# lassen sich pc spiele echt heutzutage so schlecht verkaufen,wie denn das?



## latiose88 (23. Februar 2021)

hi ,ja die Überschrift ist ernst gemeint.Ich weis das nun welche Steam als hauptgrund sehen,weil seid dem es immer schlechter wurde.
Dann kommen noch die ab 18 Games dazu,die kann man ja im Grunde gleich wenn man sie nicht mehr mag in den Mülleimer schmeisen weil man sie ja so gut wie nirgendswo verkaufen kann.Da hilft auch Ebay nix,ist mir schon mal aufgefallen. Die Verkäufer also die Händler dürfen ja quasi alles nur der Privat Bürger schaut in die Röhre.
Es gibt auch sonst keine ander Plattform bis auf Ebay das solche Games man dort verkaufen darf.Dies wahr allerdings ja nicht immer so gewesen,denn auch damals durfte man auf Ebay ab 18 Games nicht verkaufen. Selbst wenn es keine ab 18 sind sondern z.b ab 16 und niedriger selbst da interessieren sich die Menschen nicht mehr für alte Games.Nur noch die neusten werden gekauft.Aber auch hier merkt man sehr schnell das ab 6 Monaten die Games auch dort in richtung wenig Geld abdriften.
Ich frage mich also daher,wieso man dann noch überhaupt die Möglichkeit hat es zu verkaufen wenn die ohnehin keiner mehr kaufen will.
Wozu dann also das Ganze nur damit es dann den schein von Möglichkeiten gibt.
Man könnte sogar frech sagen,Pc SPiele werden für den Mülleimer Produziert. SIe sind quasi nix mehr wert.Schon beim erscheinen also Schrott.Das nenne ich mal ein starkes Stück,unglaublich.
Was sagt ihr denn dazu?


----------



## LDNV (23. Februar 2021)

Stimmt nicht.

Roteerdbeere.com ist ein sehr guter Marktplatz, vom System her ähnlich ebay, um seine games zu verkaufen.

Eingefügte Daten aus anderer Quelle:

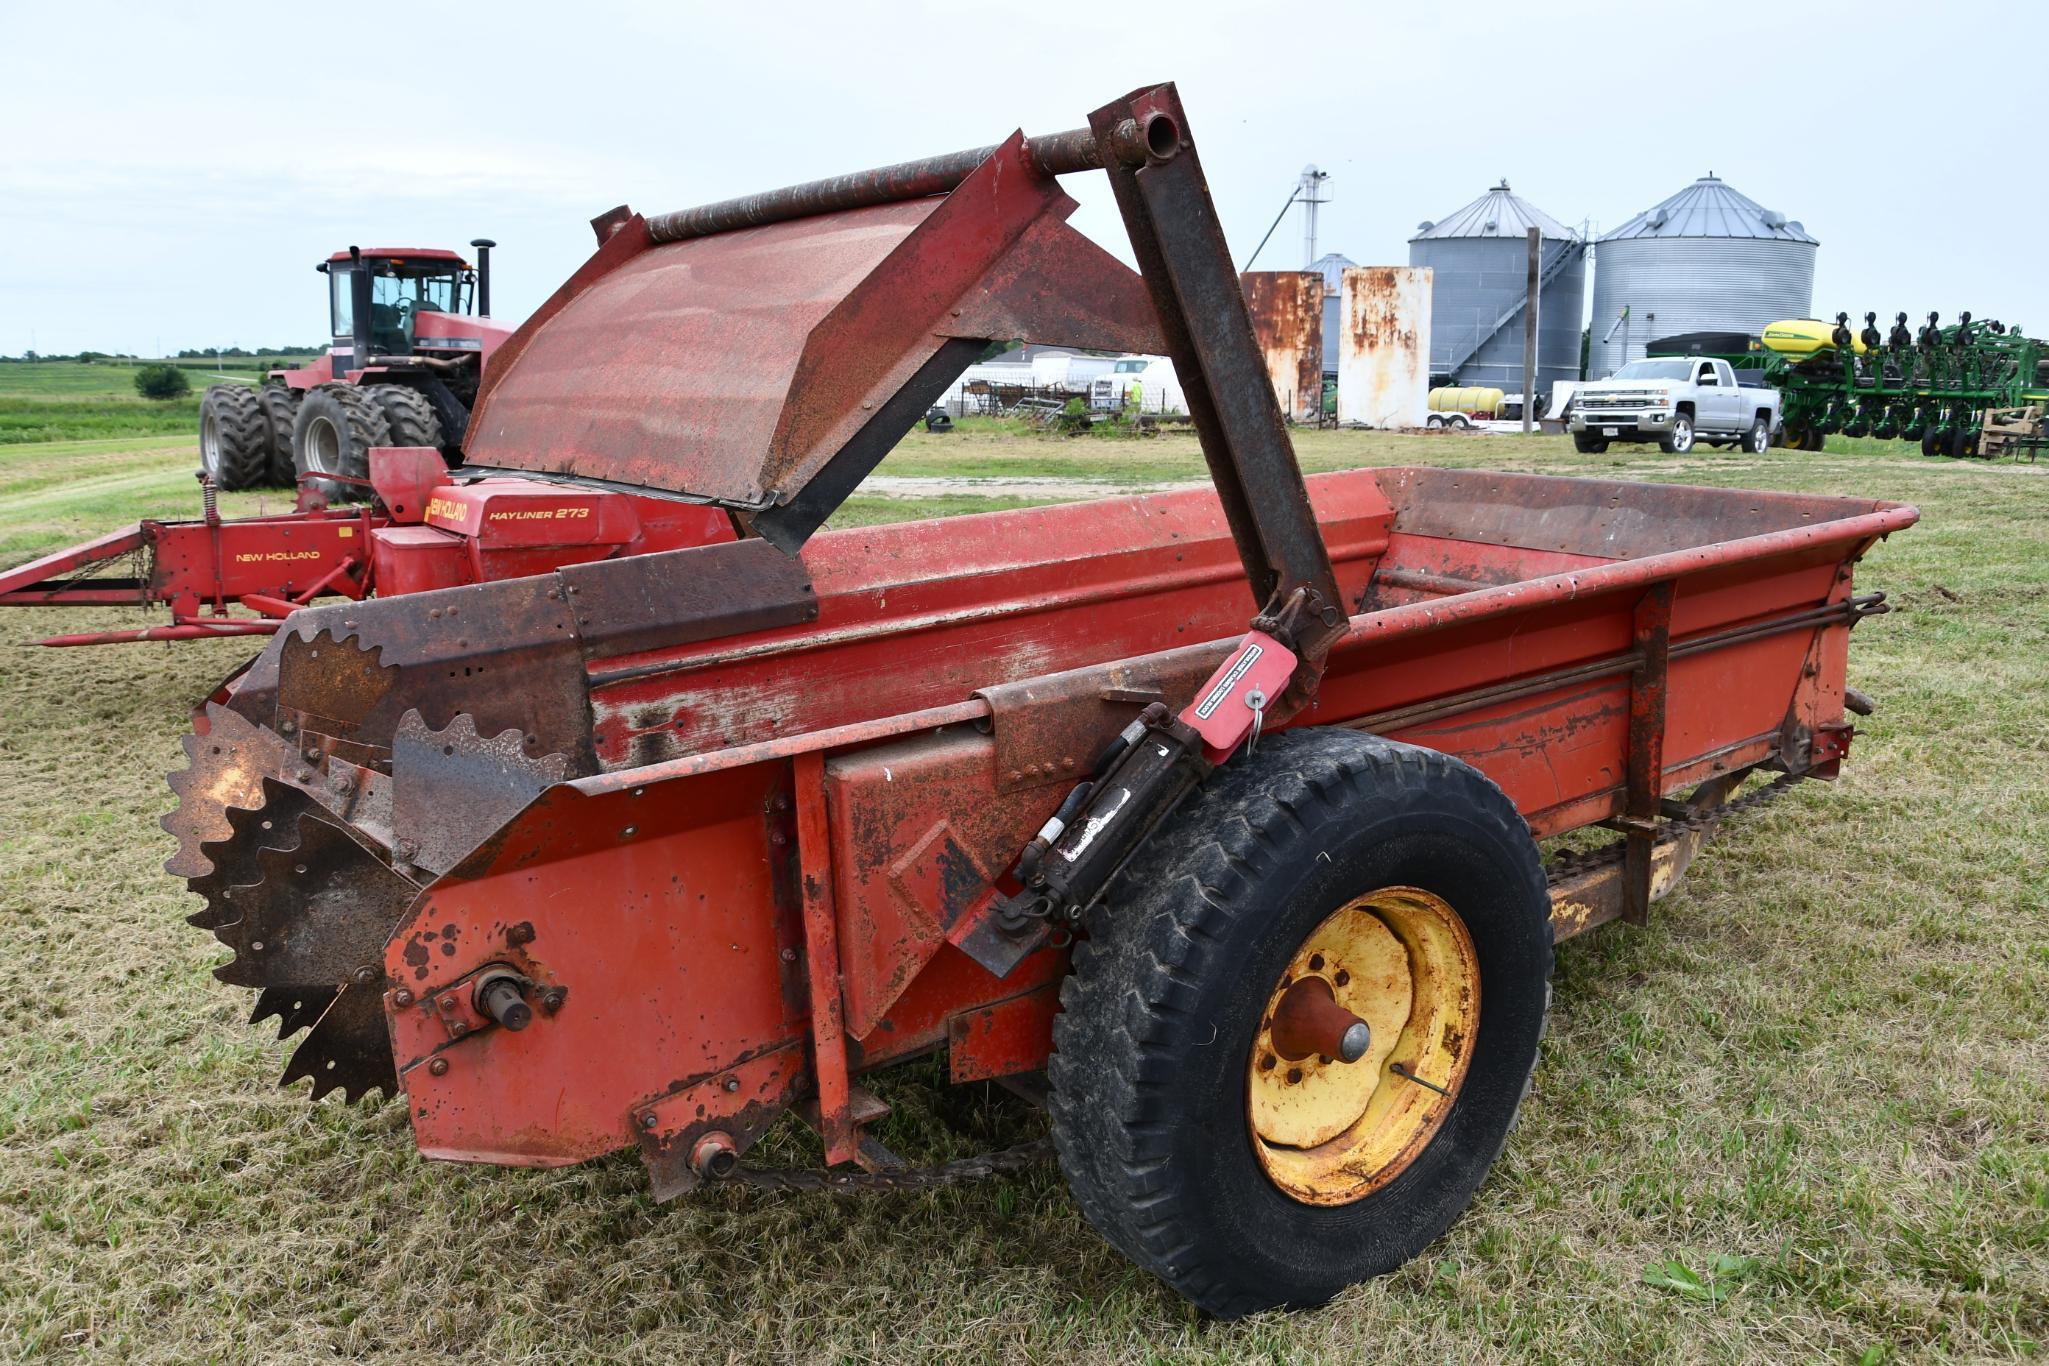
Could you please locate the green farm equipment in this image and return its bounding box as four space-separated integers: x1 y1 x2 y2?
1651 312 2049 458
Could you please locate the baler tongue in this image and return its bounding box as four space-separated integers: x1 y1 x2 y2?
462 130 1165 550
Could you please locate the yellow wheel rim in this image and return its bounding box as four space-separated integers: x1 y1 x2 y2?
1247 886 1479 1206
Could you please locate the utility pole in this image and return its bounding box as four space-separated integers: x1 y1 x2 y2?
1522 227 1540 434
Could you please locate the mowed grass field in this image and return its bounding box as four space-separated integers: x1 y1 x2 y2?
1 424 2044 1361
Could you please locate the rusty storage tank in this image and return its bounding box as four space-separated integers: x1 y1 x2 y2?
1241 271 1324 422
1408 182 1586 396
1335 265 1431 429
1310 252 1357 376
1588 174 1816 379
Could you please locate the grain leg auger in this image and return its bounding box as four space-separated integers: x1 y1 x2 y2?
165 83 1915 1317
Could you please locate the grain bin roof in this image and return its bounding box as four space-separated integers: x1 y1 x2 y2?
1600 174 1818 243
1310 252 1357 293
1410 182 1575 242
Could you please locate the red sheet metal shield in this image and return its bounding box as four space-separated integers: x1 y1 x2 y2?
464 133 1162 525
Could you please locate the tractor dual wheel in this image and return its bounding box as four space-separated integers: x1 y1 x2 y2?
199 384 271 491
259 386 301 487
1048 729 1553 1317
367 383 446 452
292 384 395 502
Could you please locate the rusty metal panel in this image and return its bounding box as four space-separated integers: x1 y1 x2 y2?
463 135 1161 530
1241 271 1325 422
1337 266 1432 428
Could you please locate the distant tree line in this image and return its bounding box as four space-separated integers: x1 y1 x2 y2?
2 345 324 364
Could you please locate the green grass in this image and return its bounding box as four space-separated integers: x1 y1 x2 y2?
0 362 255 446
0 427 2045 1360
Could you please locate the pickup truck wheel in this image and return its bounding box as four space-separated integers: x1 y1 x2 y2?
1047 729 1553 1318
1571 432 1608 454
1741 415 1771 454
1658 413 1694 454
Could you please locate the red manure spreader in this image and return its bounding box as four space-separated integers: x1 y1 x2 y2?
156 84 1914 1315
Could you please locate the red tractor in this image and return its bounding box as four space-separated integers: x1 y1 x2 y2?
197 241 514 491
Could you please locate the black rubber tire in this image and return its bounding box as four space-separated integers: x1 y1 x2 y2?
1951 426 1980 459
291 384 392 502
199 384 270 491
1740 415 1771 454
1922 429 1945 458
1047 729 1554 1318
259 386 301 487
1658 412 1694 454
365 383 445 451
1571 432 1608 454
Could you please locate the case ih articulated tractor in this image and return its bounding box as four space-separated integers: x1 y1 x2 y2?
197 240 513 492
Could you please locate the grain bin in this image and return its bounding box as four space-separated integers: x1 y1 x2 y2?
1408 183 1586 396
1588 175 1816 379
1311 252 1357 376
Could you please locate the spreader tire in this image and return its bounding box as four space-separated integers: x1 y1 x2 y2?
200 384 270 491
292 383 391 502
259 386 301 487
1048 729 1553 1318
365 383 445 452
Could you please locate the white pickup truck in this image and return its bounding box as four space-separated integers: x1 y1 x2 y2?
1569 357 1781 455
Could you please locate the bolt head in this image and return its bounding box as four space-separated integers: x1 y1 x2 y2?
780 948 798 963
439 996 457 1011
449 1020 468 1038
641 1112 659 1130
722 1077 741 1093
352 965 379 987
540 989 565 1012
428 1058 449 1077
507 923 534 945
394 989 415 1008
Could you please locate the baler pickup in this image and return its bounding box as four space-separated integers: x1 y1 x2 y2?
161 83 1916 1318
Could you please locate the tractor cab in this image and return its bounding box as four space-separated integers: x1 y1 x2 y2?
319 248 476 360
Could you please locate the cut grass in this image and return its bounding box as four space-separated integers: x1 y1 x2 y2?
0 427 2044 1360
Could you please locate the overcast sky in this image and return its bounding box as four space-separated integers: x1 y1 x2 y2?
2 0 2041 357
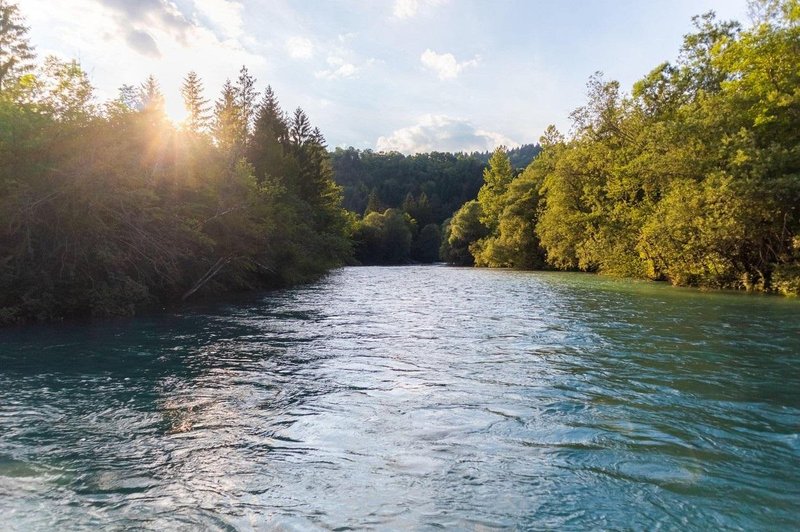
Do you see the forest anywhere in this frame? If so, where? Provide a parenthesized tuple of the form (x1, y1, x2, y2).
(0, 1, 350, 324)
(442, 2, 800, 296)
(331, 144, 540, 265)
(331, 144, 540, 220)
(0, 0, 798, 328)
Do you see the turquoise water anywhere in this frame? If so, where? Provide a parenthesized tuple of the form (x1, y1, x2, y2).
(1, 266, 799, 529)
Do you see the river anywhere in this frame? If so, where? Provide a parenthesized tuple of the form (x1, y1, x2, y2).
(1, 266, 798, 529)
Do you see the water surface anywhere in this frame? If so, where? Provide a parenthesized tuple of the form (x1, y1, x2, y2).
(1, 267, 799, 529)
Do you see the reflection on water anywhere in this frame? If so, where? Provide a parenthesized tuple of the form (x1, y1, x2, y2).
(1, 266, 799, 529)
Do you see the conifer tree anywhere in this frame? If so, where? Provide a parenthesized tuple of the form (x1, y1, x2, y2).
(290, 107, 312, 146)
(235, 65, 258, 142)
(139, 74, 165, 114)
(247, 85, 289, 181)
(0, 0, 35, 93)
(117, 84, 140, 110)
(254, 86, 288, 143)
(476, 147, 514, 231)
(213, 79, 240, 153)
(180, 70, 210, 133)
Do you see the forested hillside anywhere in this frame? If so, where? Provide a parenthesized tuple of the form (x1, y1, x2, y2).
(443, 2, 800, 295)
(331, 144, 540, 221)
(0, 1, 350, 324)
(331, 144, 539, 265)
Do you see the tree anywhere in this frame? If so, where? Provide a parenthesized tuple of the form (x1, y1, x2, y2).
(106, 84, 141, 115)
(352, 209, 413, 264)
(180, 70, 210, 133)
(247, 85, 289, 183)
(412, 223, 441, 263)
(139, 75, 164, 113)
(235, 65, 258, 142)
(0, 57, 354, 323)
(0, 0, 35, 93)
(37, 56, 96, 122)
(440, 200, 489, 265)
(213, 79, 240, 154)
(476, 147, 514, 231)
(364, 188, 383, 215)
(474, 165, 546, 269)
(290, 107, 312, 146)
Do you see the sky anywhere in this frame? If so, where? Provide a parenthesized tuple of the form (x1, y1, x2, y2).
(21, 0, 750, 154)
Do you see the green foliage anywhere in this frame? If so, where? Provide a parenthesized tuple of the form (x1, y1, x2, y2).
(467, 147, 547, 268)
(446, 1, 800, 294)
(36, 56, 97, 121)
(440, 200, 489, 266)
(351, 208, 414, 265)
(213, 79, 241, 155)
(180, 71, 210, 133)
(330, 145, 541, 225)
(476, 147, 515, 231)
(475, 167, 547, 269)
(0, 4, 351, 324)
(412, 223, 441, 263)
(0, 0, 35, 93)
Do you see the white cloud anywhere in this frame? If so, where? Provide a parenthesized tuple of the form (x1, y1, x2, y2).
(286, 36, 314, 60)
(23, 0, 263, 121)
(376, 115, 518, 154)
(393, 0, 446, 19)
(192, 0, 245, 39)
(315, 56, 373, 80)
(420, 49, 479, 80)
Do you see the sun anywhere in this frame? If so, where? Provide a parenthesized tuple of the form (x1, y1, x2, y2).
(165, 98, 189, 126)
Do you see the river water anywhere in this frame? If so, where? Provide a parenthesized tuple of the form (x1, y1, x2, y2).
(1, 266, 799, 529)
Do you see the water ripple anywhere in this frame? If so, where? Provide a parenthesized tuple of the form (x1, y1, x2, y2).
(1, 266, 799, 529)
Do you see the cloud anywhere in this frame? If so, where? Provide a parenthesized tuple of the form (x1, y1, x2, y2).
(89, 0, 189, 58)
(92, 0, 250, 56)
(125, 29, 161, 58)
(393, 0, 446, 19)
(24, 0, 263, 121)
(192, 0, 245, 39)
(97, 0, 193, 38)
(315, 56, 373, 80)
(376, 115, 518, 154)
(420, 49, 479, 80)
(286, 36, 313, 60)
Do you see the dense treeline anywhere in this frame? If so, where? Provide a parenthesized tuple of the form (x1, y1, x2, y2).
(0, 1, 350, 324)
(334, 144, 539, 265)
(331, 144, 540, 221)
(443, 1, 800, 295)
(471, 144, 542, 172)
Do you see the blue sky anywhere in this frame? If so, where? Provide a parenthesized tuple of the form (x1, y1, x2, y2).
(23, 0, 749, 153)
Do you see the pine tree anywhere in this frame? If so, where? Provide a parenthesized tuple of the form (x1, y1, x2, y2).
(253, 86, 287, 140)
(213, 79, 240, 153)
(117, 84, 141, 110)
(235, 65, 258, 142)
(476, 146, 514, 230)
(0, 0, 35, 93)
(290, 107, 311, 146)
(139, 74, 165, 114)
(180, 70, 210, 133)
(248, 85, 289, 182)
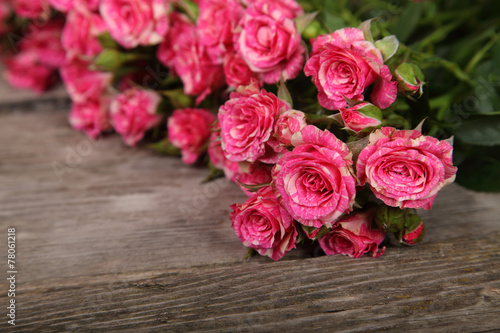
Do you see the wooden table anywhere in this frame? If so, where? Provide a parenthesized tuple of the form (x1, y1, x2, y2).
(1, 81, 499, 332)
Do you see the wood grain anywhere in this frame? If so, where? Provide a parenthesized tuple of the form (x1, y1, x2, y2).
(0, 92, 499, 332)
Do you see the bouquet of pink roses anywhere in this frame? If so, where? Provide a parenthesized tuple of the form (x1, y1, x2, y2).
(3, 0, 497, 260)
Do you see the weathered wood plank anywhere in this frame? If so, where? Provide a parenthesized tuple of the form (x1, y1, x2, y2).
(7, 235, 500, 332)
(0, 95, 499, 332)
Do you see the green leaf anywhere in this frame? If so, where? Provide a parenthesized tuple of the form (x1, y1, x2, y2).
(323, 12, 345, 32)
(455, 114, 500, 146)
(160, 88, 193, 109)
(473, 61, 500, 114)
(391, 2, 422, 43)
(178, 0, 199, 22)
(148, 139, 181, 156)
(456, 156, 500, 192)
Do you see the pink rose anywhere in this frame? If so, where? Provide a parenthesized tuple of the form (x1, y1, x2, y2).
(110, 88, 163, 147)
(157, 13, 224, 104)
(12, 0, 50, 19)
(218, 83, 290, 164)
(60, 58, 113, 104)
(318, 209, 386, 258)
(167, 108, 216, 164)
(338, 102, 383, 133)
(243, 0, 303, 19)
(304, 27, 398, 110)
(236, 2, 305, 84)
(208, 126, 242, 182)
(49, 0, 99, 12)
(69, 96, 112, 139)
(197, 0, 244, 63)
(356, 127, 457, 210)
(223, 51, 261, 88)
(156, 13, 192, 68)
(274, 109, 307, 146)
(272, 125, 357, 228)
(20, 19, 66, 69)
(99, 0, 170, 49)
(0, 2, 11, 36)
(230, 186, 298, 261)
(3, 52, 57, 93)
(236, 163, 273, 196)
(62, 6, 107, 58)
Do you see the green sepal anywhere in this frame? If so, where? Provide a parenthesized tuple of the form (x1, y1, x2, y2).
(94, 49, 149, 71)
(148, 138, 181, 156)
(97, 32, 119, 49)
(160, 88, 193, 109)
(375, 35, 399, 61)
(295, 11, 318, 34)
(245, 248, 256, 260)
(278, 75, 293, 108)
(374, 205, 406, 233)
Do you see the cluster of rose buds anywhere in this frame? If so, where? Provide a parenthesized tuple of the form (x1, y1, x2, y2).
(0, 0, 456, 261)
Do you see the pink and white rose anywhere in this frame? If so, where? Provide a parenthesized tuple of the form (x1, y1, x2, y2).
(157, 13, 224, 104)
(110, 88, 163, 147)
(20, 19, 66, 69)
(3, 52, 57, 93)
(338, 102, 383, 133)
(356, 127, 457, 210)
(168, 108, 216, 164)
(230, 186, 298, 261)
(243, 0, 303, 19)
(208, 126, 242, 182)
(236, 163, 273, 196)
(12, 0, 50, 19)
(99, 0, 171, 49)
(69, 95, 112, 139)
(272, 125, 357, 228)
(218, 83, 290, 164)
(318, 209, 386, 258)
(197, 0, 244, 63)
(60, 58, 113, 104)
(236, 2, 305, 84)
(0, 2, 11, 36)
(62, 6, 107, 58)
(304, 27, 398, 110)
(49, 0, 99, 12)
(223, 51, 261, 88)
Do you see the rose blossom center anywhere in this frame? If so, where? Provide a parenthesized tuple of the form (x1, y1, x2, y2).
(257, 25, 273, 49)
(288, 164, 340, 207)
(334, 235, 353, 252)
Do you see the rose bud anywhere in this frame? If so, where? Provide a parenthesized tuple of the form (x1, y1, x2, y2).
(395, 63, 425, 96)
(374, 205, 426, 245)
(338, 102, 383, 133)
(274, 109, 308, 146)
(402, 215, 426, 245)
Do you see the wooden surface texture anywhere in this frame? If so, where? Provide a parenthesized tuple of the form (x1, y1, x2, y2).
(0, 84, 499, 332)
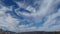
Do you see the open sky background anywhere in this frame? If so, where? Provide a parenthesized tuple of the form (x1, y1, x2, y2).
(0, 0, 60, 33)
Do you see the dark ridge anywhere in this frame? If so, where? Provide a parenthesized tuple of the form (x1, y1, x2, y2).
(18, 31, 60, 34)
(0, 29, 60, 34)
(0, 29, 17, 34)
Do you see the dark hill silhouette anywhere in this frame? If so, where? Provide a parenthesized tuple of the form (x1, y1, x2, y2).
(0, 29, 60, 34)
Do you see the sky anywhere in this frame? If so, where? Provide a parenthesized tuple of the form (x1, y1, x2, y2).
(0, 0, 60, 33)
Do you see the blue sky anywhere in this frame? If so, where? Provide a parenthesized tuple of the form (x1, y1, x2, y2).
(0, 0, 60, 33)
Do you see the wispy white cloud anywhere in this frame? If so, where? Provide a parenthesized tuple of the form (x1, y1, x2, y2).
(0, 4, 20, 32)
(0, 0, 60, 33)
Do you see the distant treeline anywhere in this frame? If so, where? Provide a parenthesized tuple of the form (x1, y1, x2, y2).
(0, 29, 60, 34)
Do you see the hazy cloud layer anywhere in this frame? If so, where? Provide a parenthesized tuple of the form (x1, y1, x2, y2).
(0, 0, 60, 33)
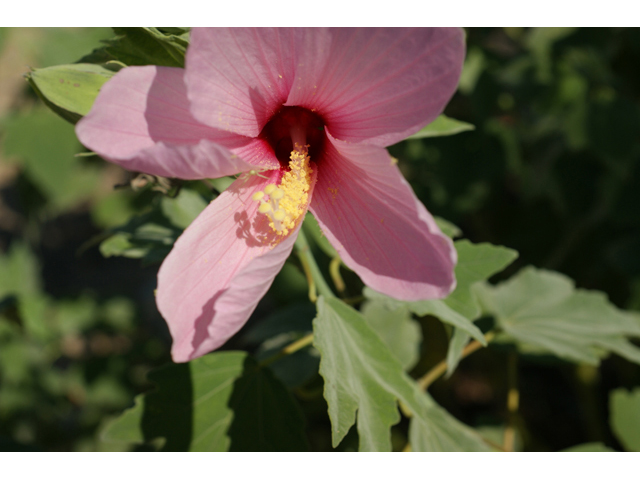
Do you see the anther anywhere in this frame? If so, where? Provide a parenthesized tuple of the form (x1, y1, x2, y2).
(270, 188, 285, 200)
(273, 209, 286, 221)
(258, 203, 272, 213)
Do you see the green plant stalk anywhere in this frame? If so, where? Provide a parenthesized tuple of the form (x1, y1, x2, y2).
(259, 332, 314, 368)
(259, 231, 333, 368)
(503, 350, 519, 452)
(294, 229, 335, 299)
(329, 256, 346, 294)
(418, 330, 496, 390)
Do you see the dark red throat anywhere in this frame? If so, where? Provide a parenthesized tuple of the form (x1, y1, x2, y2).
(260, 106, 326, 165)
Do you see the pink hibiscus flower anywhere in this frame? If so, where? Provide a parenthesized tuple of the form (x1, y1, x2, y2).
(76, 28, 465, 362)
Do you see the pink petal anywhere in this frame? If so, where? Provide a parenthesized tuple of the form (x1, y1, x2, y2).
(286, 28, 466, 147)
(157, 169, 316, 362)
(76, 65, 275, 179)
(310, 130, 456, 301)
(186, 28, 304, 137)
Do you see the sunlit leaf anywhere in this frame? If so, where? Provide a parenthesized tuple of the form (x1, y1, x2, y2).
(101, 352, 307, 451)
(610, 388, 640, 452)
(406, 114, 475, 140)
(27, 63, 117, 124)
(434, 216, 462, 239)
(476, 267, 640, 365)
(313, 296, 489, 451)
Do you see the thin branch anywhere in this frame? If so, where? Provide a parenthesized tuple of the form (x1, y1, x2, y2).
(417, 330, 496, 391)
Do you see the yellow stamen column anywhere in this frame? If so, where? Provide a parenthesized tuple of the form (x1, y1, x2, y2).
(252, 143, 313, 237)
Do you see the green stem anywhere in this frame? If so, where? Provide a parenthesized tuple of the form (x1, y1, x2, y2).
(259, 332, 314, 367)
(503, 351, 519, 452)
(417, 330, 496, 391)
(295, 229, 335, 299)
(329, 256, 346, 294)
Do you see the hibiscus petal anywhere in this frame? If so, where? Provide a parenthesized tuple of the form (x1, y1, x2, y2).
(76, 65, 270, 179)
(157, 170, 314, 362)
(186, 28, 304, 137)
(310, 131, 456, 301)
(286, 28, 466, 147)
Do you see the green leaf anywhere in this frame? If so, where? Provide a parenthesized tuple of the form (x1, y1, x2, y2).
(406, 114, 475, 140)
(256, 334, 320, 388)
(476, 267, 640, 365)
(445, 240, 519, 320)
(91, 191, 137, 229)
(445, 327, 473, 377)
(99, 233, 149, 259)
(458, 47, 486, 95)
(243, 303, 316, 344)
(98, 207, 182, 264)
(562, 442, 615, 452)
(610, 388, 640, 452)
(361, 300, 422, 370)
(365, 241, 518, 350)
(101, 352, 307, 451)
(434, 216, 462, 238)
(408, 398, 492, 452)
(160, 189, 208, 229)
(82, 27, 189, 68)
(246, 303, 319, 388)
(27, 63, 117, 124)
(313, 296, 489, 451)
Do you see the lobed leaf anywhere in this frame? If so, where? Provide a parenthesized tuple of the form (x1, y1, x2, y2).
(101, 352, 307, 451)
(365, 240, 518, 375)
(313, 296, 489, 451)
(245, 303, 319, 388)
(476, 267, 640, 365)
(361, 300, 421, 371)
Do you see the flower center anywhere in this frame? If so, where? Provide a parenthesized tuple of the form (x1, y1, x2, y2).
(252, 144, 313, 236)
(260, 106, 325, 164)
(252, 107, 324, 236)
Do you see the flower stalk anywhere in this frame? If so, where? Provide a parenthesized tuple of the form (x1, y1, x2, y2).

Ansonsten hast du im Bezug auf dem PC Markt recht. Bei den Konsolen sieht es hingegen entschieden anders aus, Disc spiele werden da regelmäßig ge und verkauft für ansehnliches Geld.

Nur schade das mich der Verkauf selbst gar nicht interessiert. Heutzutage sind spiele teils in sales oder übers Ausland so Spot billig und Dank Youtube / twitch und Co weiß man eigentlich immer schnell wie es um das Spiel bestellt ist was man ins Auge gefasst hat - was fehlkäufe minimiert. Daher bin ich auch auf der Konsole über gegangen nur digital zu kaufen. Möchte gute Spiele ohnehin in der Bibliothek behalten.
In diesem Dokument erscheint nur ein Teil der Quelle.